When employees see something amiss, you want them to be able to speak up. GM’s safety scandal last year is a good reminder why; the Challenger and Columbia explosions are classic case studies. People often avoid raising difficult issues, so the struggle to encourage this behavior has become a perennial management problem.
The latest addition to the corpus of research on this suggests why: Speaking up can wear us out. A new paper, forthcoming later this year in the Journal of Applied Psychology, studies the effects of different kinds of speech on employees. In “A Suggestion to Improve a Day Keeps Your Depletion Away,” authors Szu-Han (Joanna) Lin and Russell E. Johnson found that expressing concern and criticism (what’s called prohibitive voice) was more mentally taxing than suggesting ideas for improvement (promotive voice), and this mental fatigue led to increased reluctance to speak up again, later. Conversely, speaking up with ideas seemingly reduced employees’ fatigue.

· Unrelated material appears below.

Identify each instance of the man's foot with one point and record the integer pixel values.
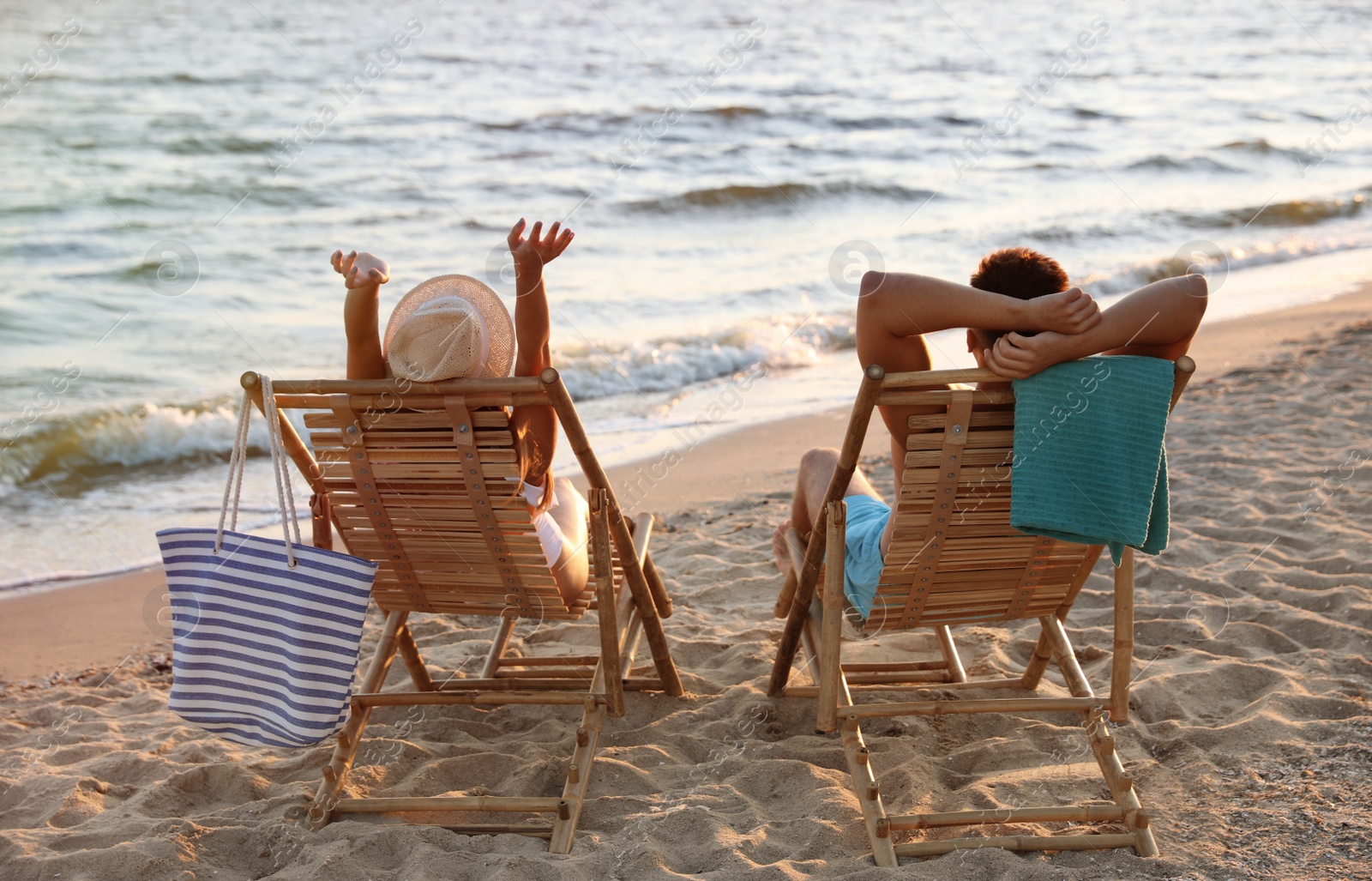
(779, 551)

This isn’t the first time the researchers have studied how desirable behaviors have consequences. We know that being fair, for example, leads to more motivated employees — but Johnson’s previous research found that enforcing fairness can take a mental and emotional toll on supervisors. He and Lin suspected that constantly monitoring for problems or mistakes could have a similar tiring effect.

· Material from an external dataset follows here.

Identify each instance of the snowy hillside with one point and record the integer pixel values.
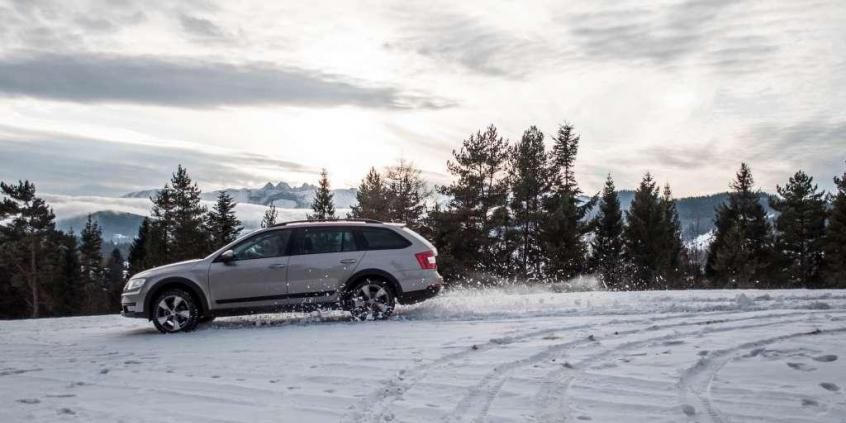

To find out, they conducted two studies. Along with measuring the subsequent effects of prohibitive and promotive voice, they also looked at the personalities that prompted them. Psychologists have long drawn a distinction between promotion-focused personalities and prevention-focused personalities. People with a strong promotion focus are motivated by new opportunities and the potential for gain, while those with a strong prevention focus are more motivated by avoiding risk and loss.

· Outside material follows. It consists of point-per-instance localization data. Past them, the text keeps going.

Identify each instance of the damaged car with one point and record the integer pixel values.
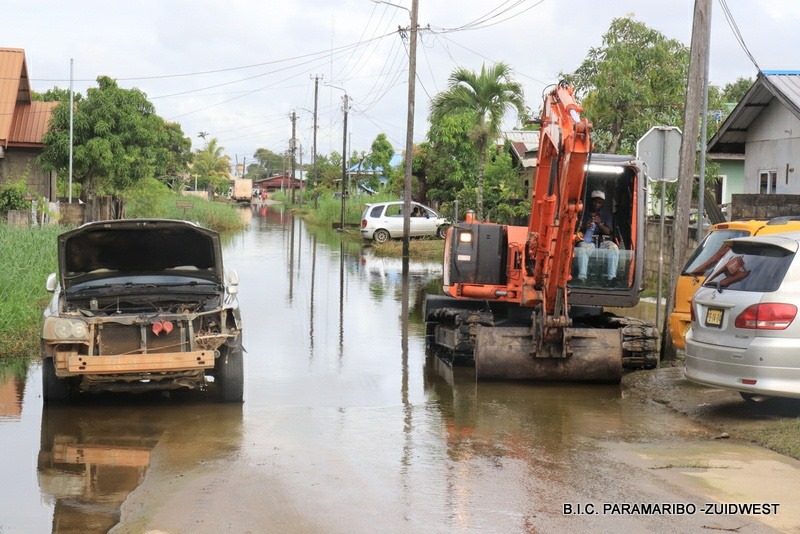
(141, 305)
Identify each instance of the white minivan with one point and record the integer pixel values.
(384, 221)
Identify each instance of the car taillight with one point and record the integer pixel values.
(766, 316)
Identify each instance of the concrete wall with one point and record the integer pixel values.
(653, 248)
(21, 163)
(773, 144)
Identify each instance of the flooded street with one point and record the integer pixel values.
(349, 426)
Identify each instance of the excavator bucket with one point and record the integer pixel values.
(508, 353)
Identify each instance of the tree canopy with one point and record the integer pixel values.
(212, 166)
(483, 98)
(636, 79)
(117, 139)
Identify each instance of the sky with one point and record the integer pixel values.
(237, 70)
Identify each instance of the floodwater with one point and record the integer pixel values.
(349, 426)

In the first study, they collected data from self-reported surveys in four waves, separated by one-week intervals. Participants were asked to rate various statements on a five-point scale, with five being the most accurate. And according to the researchers, a separate validation study showed that the self-reports were good proxies for actual voice behavior.
The first week, researchers assessed focus with items such as: “Right now, I am focused on achieving positive outcomes at work” and “Right now, I am focused on preventing negative events at work.” The second week, they assessed voice behavior: “I proactively develop and make suggestions for issues that may influence the unit;” “I dare to point out problems when they appear in the unit, even if that would hamper relationships with colleagues.” Third, they measured mental fatigue or depletion: “I feel drained;” “Right now, it would take a lot of effort for me to concentrate on something.” Week
they measured both voice behaviors again.
They used the same survey methods in the second study, except over four consecutive days. This time, they also controlled for things like perceived safety and motivation, and measured ensuing task performance.
The findings were consistent across both studies. Promotion focus predicted increases in promotive voice (and, also, though to a lesser extent, prohibitive voice). Prevention focus only predicted increases in prohibitive voice. And it’s worth noting that the two behaviors aren’t mutually exclusive — an employee can exhibit both types of voice in a day. Here are the averages from study 2:
The researchers also observed that expressing prohibitive voice increased employees’ sense of mental fatigue, while promotive voice appeared to reduce it. One potential reason for this, Johnson explained, could be that there’s a certain amount of excitement involved in thinking about how to make things better, and this might help counteract feelings of fatigue. When you look at how participants in the second study reported their fatigue, you can see that employees felt twice as drained when they had a strong prevention focus (and/or a weak promotion focus).
“In terms of wellbeing at work, it really does pay to not be constantly thinking about potential problems and mistakes that may be around the corner,” Johnson said. “It’s much better to think about potential good stuff that can happen and the benefits of being successful, as opposed to the pains of failure.”
Both studies suggested that increased fatigue also led to less speaking up overall in the future. After bringing up problems and concerns, employees felt more mentally drained the next week (study 1) or day (study 2), and were then less likely to speak up with any issues or ideas the following week or day. And in the second study, they also found that fatigue predicted lower productivity the next day, as well as more deviant and abusive behavior—a finding that’s consistent with other studies on fatigue, ethics, and engagement.
While there are some strong implications here, there were limitations to the research. First, causation could not be conclusively proved. Even though focus, voice, and fatigue were measured over time and in an order that suggests causation, the studies’ observational design couldn’t totally confirm this effect. Plus, other explanations still exist. Maybe how much energy we feel shapes what we focus on, and how we act, rather than vice versa. And while the researchers described several factors (goals, emotions, and so on) that may connect someone’s focus with their propensity to speak up, they didn’t measure those factors. In addition, the researchers caution that more research into types of fatigue — mental, physical, and emotional — is needed.
Employee silence will always be an issue, as will be figuring out how to encourage more (and better) voice. But in light of this research, it’s important to also consider how such speaking out affects the people doing the speaking. If you want your employees to be more vocal about mistakes and potential problems, be aware that doing so might wear them out.